All I’m trying to do is to add the elements of a matrix to an other, by using textures. The logic is to split the workload into groups of 8 and process the data in parallel. In emulation mode the following example works fine but when running on the GPU seems that tex1D() returns always 0… I’m not quite sure what’s going on…
Am I missing something here??
Here’s a very simple code:
KERNEL:
__global__ void dAdd (float* xq)
{
unsigned int id, sh, str;
id = blockIdx.y; id *= gridDim.x; id += blockIdx.x;
id *= blockDim.x; id *= blockDim.y;
str = 8;
id *= str;
for (unsigned int k = id; k < id + str; k++)
xq[k] += tex1D(ts, k);
}
HOST:
void add (float* x, float* s)
{
unsigned int msize=(Nx+2)*(Ny+2);
float *d_x;
cudaArray *ca_s;
CUDA_SAFE_CALL(cudaMallocArray(&ca_s, &chDesc_float, msize));
CUDA_SAFE_CALL(cudaMalloc((void**)&d_x, size));
CUDA_SAFE_CALL(cudaMemcpyToArray(ca_s, 0, 0, s, size, cudaMemcpyHostToDevice));
CUDA_SAFE_CALL(cudaMemcpy(d_x, x, size, cudaMemcpyHostToDevice));
CUDA_SAFE_CALL(cudaBindTextureToArray(ts, ca_s, chDesc_float));
dAdd <<< blockss, threadss >>> (d_x);
CUT_CHECK_ERROR("* Error\n");
CUDA_SAFE_CALL(cudaMemcpy(x, d_x, size, cudaMemcpyDeviceToHost));
CUDA_SAFE_CALL(cudaFreeArray(ca_s));
CUDA_SAFE_CALL(cudaFree(d_x));
}
id, blocks and threads values are absolutely correct (tested in other programs).

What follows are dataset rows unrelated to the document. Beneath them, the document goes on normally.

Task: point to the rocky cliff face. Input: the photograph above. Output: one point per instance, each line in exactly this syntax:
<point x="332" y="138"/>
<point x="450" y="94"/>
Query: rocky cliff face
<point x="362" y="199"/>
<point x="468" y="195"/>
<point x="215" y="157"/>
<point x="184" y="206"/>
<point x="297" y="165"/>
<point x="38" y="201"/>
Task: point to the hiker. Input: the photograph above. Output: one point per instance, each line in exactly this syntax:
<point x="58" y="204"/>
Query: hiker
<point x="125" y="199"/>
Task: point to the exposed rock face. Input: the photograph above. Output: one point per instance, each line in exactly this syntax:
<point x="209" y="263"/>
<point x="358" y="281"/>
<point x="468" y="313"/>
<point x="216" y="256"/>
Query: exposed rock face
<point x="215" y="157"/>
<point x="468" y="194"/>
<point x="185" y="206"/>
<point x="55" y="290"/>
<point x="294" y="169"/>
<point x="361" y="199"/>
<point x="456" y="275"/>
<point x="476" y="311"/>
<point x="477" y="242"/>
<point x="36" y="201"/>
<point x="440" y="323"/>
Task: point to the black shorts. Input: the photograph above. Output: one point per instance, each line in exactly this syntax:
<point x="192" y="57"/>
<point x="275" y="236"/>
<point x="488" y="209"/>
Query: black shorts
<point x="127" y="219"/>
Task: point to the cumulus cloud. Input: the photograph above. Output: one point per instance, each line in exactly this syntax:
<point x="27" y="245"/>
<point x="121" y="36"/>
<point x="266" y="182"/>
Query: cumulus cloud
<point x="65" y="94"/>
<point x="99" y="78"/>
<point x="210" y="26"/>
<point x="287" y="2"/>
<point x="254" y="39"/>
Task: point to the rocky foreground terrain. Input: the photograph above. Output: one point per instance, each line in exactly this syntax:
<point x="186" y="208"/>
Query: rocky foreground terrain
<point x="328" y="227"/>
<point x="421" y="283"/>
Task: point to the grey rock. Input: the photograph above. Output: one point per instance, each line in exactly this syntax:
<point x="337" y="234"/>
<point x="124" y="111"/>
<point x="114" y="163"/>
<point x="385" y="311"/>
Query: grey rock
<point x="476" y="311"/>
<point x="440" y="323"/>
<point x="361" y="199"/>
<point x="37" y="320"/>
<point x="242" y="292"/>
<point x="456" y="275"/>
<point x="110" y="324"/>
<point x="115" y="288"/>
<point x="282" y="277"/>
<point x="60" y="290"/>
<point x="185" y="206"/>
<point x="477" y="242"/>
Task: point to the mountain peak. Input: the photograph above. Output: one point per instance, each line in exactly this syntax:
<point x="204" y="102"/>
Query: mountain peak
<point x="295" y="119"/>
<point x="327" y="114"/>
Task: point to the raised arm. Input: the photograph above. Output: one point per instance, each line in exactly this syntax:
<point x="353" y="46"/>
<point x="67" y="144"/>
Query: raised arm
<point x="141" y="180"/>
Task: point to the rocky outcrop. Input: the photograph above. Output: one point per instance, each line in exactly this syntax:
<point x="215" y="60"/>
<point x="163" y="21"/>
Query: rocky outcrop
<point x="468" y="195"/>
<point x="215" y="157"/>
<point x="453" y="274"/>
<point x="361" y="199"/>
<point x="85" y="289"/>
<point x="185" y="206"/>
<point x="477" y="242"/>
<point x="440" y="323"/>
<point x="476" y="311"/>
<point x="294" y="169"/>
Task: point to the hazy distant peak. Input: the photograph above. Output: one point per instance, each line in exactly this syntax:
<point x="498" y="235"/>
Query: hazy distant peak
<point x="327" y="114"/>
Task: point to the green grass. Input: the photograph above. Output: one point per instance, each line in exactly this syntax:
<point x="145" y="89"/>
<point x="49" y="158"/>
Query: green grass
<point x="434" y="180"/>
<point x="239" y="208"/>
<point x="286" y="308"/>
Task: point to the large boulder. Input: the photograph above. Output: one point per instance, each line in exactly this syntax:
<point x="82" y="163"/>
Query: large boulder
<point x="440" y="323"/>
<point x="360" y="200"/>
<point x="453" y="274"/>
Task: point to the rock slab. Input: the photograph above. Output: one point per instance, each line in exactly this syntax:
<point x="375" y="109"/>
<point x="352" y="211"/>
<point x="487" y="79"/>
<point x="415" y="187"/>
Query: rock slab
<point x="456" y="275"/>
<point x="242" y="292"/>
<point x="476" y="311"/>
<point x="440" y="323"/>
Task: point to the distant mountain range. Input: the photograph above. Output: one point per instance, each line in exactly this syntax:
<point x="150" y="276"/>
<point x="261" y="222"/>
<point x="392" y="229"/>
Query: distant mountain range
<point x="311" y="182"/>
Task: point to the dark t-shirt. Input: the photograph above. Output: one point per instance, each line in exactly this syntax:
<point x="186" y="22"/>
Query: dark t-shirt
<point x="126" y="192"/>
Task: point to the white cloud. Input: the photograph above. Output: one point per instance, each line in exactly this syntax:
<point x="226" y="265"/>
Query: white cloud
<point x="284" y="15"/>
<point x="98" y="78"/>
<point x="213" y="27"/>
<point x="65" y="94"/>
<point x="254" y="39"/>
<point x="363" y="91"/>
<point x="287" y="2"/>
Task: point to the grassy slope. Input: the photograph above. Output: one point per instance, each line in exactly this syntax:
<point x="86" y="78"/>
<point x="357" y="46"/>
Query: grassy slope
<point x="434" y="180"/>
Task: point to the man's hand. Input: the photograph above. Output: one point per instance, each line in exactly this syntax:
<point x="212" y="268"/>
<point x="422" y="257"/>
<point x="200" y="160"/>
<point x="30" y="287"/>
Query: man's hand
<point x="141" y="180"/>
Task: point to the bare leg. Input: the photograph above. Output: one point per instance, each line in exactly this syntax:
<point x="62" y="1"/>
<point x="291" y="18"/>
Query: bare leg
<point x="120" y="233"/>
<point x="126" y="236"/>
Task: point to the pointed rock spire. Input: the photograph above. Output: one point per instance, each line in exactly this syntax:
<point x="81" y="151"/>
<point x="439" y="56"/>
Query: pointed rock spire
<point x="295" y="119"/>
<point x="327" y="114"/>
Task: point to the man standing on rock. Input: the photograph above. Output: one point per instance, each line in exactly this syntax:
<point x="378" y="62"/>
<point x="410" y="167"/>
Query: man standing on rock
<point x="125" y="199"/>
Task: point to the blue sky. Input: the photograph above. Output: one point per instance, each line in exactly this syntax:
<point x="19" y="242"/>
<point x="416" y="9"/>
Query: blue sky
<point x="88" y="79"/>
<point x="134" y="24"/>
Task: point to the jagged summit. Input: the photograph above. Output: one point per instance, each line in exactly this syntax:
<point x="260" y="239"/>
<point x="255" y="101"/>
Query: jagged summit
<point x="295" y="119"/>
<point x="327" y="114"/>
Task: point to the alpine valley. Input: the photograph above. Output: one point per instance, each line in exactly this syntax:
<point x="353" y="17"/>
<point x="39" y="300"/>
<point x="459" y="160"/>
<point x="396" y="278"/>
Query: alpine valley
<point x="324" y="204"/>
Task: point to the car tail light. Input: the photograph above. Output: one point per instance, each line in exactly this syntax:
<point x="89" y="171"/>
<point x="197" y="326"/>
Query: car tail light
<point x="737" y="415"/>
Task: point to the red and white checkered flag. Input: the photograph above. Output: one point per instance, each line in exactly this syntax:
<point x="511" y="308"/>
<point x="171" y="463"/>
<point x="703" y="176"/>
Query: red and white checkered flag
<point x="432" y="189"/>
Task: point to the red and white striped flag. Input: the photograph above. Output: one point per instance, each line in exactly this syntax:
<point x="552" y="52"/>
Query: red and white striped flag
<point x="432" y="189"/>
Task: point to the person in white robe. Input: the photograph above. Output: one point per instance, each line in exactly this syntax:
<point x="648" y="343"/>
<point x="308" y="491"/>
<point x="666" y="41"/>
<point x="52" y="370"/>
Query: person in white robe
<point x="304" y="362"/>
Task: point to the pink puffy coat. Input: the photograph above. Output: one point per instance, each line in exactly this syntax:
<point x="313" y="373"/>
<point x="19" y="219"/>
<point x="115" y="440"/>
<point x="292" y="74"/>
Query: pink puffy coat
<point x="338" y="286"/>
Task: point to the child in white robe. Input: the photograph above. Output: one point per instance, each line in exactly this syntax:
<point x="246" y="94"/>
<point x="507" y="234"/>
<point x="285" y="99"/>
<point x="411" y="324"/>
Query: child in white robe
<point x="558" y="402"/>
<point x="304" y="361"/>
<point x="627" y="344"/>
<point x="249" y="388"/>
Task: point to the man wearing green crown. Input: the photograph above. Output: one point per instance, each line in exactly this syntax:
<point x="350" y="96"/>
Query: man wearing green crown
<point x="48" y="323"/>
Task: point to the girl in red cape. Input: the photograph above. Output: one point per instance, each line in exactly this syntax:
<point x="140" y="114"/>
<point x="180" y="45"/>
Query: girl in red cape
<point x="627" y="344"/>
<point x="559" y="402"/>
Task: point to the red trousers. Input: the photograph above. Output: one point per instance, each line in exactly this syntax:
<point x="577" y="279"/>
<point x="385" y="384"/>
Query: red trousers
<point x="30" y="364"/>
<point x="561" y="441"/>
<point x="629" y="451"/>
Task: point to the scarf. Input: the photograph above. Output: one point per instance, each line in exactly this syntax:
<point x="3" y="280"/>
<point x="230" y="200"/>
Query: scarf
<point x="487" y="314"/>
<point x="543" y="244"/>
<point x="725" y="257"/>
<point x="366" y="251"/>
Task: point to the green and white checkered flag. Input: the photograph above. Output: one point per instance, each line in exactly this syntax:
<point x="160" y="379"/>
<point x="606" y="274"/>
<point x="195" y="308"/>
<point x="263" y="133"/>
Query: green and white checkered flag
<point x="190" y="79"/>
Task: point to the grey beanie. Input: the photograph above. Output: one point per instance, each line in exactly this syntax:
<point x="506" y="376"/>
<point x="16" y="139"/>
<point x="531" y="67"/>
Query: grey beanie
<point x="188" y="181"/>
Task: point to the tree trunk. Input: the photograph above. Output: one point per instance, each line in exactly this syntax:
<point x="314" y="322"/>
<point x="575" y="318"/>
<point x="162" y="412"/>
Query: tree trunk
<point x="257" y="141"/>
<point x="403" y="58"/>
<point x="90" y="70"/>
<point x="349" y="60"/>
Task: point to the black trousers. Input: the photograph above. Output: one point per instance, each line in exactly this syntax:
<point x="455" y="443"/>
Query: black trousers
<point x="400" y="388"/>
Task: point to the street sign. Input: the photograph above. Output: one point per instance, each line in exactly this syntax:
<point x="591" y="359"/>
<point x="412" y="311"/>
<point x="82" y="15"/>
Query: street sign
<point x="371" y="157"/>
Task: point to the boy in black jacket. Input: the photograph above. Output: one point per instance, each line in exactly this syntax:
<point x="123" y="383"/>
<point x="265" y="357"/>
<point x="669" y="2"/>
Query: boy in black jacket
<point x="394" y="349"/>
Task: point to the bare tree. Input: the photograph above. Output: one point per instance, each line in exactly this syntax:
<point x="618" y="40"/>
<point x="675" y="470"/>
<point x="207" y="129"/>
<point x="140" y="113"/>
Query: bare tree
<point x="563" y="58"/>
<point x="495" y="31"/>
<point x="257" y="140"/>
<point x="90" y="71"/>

Texture and texture descriptor are defined as:
texture<float, 1, cudaReadModeElementType> ts;
cudaChannelFormatDesc chDesc_float = cudaCreateChannelDesc(32, 0, 0, 0, cudaChannelFormatKindFloat);
Running on a 9800 under Win XP + CUDA 2.0.
many thanks in advance